Nato Response Force Exercise, 2014
01/30/2014: Various Land Sea, and Air exercises as part of NATO multi-national training exercise in early 2014.
For NRF 2014 rotation NATO’s Supreme Allied Commander Europe (SACEUR) gives his specific guidance to JFC Brunssum to train, prepare and certify the Immediate
Response Force (IRF) and the elements designated in the Response Forces Pool (RFP).
Participation in the NRF is preceded by a six-month NATO exercise programme in order to integrate and standardise the various national contingents. The NRF 2014 will then be held on stand-by for 12 months to deploy on operations.

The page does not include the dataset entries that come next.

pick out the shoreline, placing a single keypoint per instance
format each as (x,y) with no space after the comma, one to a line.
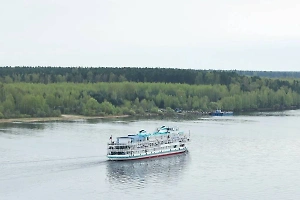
(61,118)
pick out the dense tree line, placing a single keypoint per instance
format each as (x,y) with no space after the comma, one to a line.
(48,75)
(52,91)
(41,100)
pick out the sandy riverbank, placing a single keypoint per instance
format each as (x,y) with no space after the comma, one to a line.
(61,118)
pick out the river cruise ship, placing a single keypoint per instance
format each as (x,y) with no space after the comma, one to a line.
(163,142)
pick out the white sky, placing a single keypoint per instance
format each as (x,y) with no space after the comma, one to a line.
(196,34)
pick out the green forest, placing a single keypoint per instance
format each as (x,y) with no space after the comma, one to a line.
(52,91)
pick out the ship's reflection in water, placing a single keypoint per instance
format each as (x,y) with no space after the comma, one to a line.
(142,173)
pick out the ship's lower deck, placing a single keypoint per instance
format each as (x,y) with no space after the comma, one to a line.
(144,155)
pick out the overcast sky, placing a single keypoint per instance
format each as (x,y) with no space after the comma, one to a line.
(196,34)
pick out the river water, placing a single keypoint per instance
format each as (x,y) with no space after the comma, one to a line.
(239,157)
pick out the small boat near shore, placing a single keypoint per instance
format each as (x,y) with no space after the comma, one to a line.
(163,142)
(221,113)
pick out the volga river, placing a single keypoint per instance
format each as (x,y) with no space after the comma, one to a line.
(240,157)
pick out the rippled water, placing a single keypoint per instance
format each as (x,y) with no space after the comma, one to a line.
(238,157)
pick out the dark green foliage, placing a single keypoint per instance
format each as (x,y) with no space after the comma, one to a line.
(52,91)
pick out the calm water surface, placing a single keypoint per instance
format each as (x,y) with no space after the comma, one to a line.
(238,157)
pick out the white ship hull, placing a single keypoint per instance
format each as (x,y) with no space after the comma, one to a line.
(165,141)
(147,155)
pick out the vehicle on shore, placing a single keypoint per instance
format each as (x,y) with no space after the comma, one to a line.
(219,112)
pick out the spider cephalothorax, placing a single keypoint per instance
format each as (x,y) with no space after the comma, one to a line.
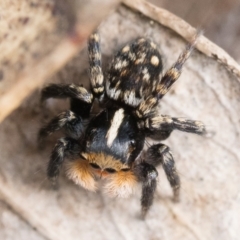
(110,145)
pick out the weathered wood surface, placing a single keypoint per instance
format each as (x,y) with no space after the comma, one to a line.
(209,168)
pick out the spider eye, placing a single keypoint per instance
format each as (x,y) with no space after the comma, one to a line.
(133,143)
(110,170)
(125,169)
(94,165)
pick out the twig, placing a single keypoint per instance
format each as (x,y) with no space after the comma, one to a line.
(186,31)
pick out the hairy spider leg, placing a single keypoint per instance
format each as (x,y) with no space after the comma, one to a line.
(71,121)
(148,106)
(96,74)
(147,174)
(65,147)
(161,126)
(161,154)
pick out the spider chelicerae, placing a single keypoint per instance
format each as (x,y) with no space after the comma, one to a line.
(109,145)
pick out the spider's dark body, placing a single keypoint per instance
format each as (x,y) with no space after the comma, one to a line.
(111,144)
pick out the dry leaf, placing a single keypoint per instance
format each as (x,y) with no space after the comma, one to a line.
(209,167)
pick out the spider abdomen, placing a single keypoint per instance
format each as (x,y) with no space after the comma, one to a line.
(134,72)
(114,132)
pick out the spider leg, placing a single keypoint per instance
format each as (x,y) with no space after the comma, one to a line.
(65,147)
(148,106)
(158,125)
(68,120)
(147,174)
(96,74)
(174,72)
(161,154)
(81,99)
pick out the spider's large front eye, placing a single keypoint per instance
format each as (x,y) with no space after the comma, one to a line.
(94,165)
(133,143)
(110,170)
(125,169)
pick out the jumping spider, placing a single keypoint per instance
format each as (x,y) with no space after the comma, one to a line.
(110,145)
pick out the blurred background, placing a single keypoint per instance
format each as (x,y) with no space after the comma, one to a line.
(220,20)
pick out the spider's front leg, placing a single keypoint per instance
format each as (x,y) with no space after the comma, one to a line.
(148,106)
(71,121)
(147,174)
(161,154)
(65,147)
(96,74)
(161,126)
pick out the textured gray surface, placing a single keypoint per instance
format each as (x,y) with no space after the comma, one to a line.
(209,168)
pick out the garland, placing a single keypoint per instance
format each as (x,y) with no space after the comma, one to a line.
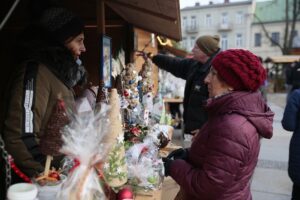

Since 2012, the NATO Response Force (NRF) rotational period lasts 12 months starting 1st January. The operational command of the NRF alternates between the two NATO’s Joint Force Commands (JFC) Brunssum, the Netherlands and Naples, Italy. In 2013, JFC Brunssum is in charge for training, prepare and certificate the NRF package for 2014.
The NATO Response Force (NRF) is a highly ready and technologically advanced multinational force made up of land, air, maritime and Special Operations Forces components that the Alliance can deploy quickly wherever needed. The NRF will become more important post-2014, after the NATO-led International Security Assistance Force (ISAF) has completed its mission in Afghanistan.
It will provide a vehicle to demonstrate operational readiness and act as a “testbed” for Alliance Transformation. It can be used in the implementation of the Connected Forces Initiative (CFI) as a vehicle for greater cooperation in education and training, increased exercises and better use of technology.
On 21 February 2013, defence ministers agreed that the NATO Response Force will be at the core of the CFI in order to maintain NATO’s readiness and combat-effectiveness
As part of the initiative, ministers agreed that the Alliance should hold a major live exercise in 2015 that will include the NRF and draw up a comprehensive programme of training and exercises for the period 2015-2020.
The NRF is comprised of three parts: a command and control element from the NATO Command Structure; the Immediate Response Force, a joint force of around 13,000 high-readiness troops provided by Allies; and a Response Forces Pool, which can supplement the Immediate Response Force when necessary.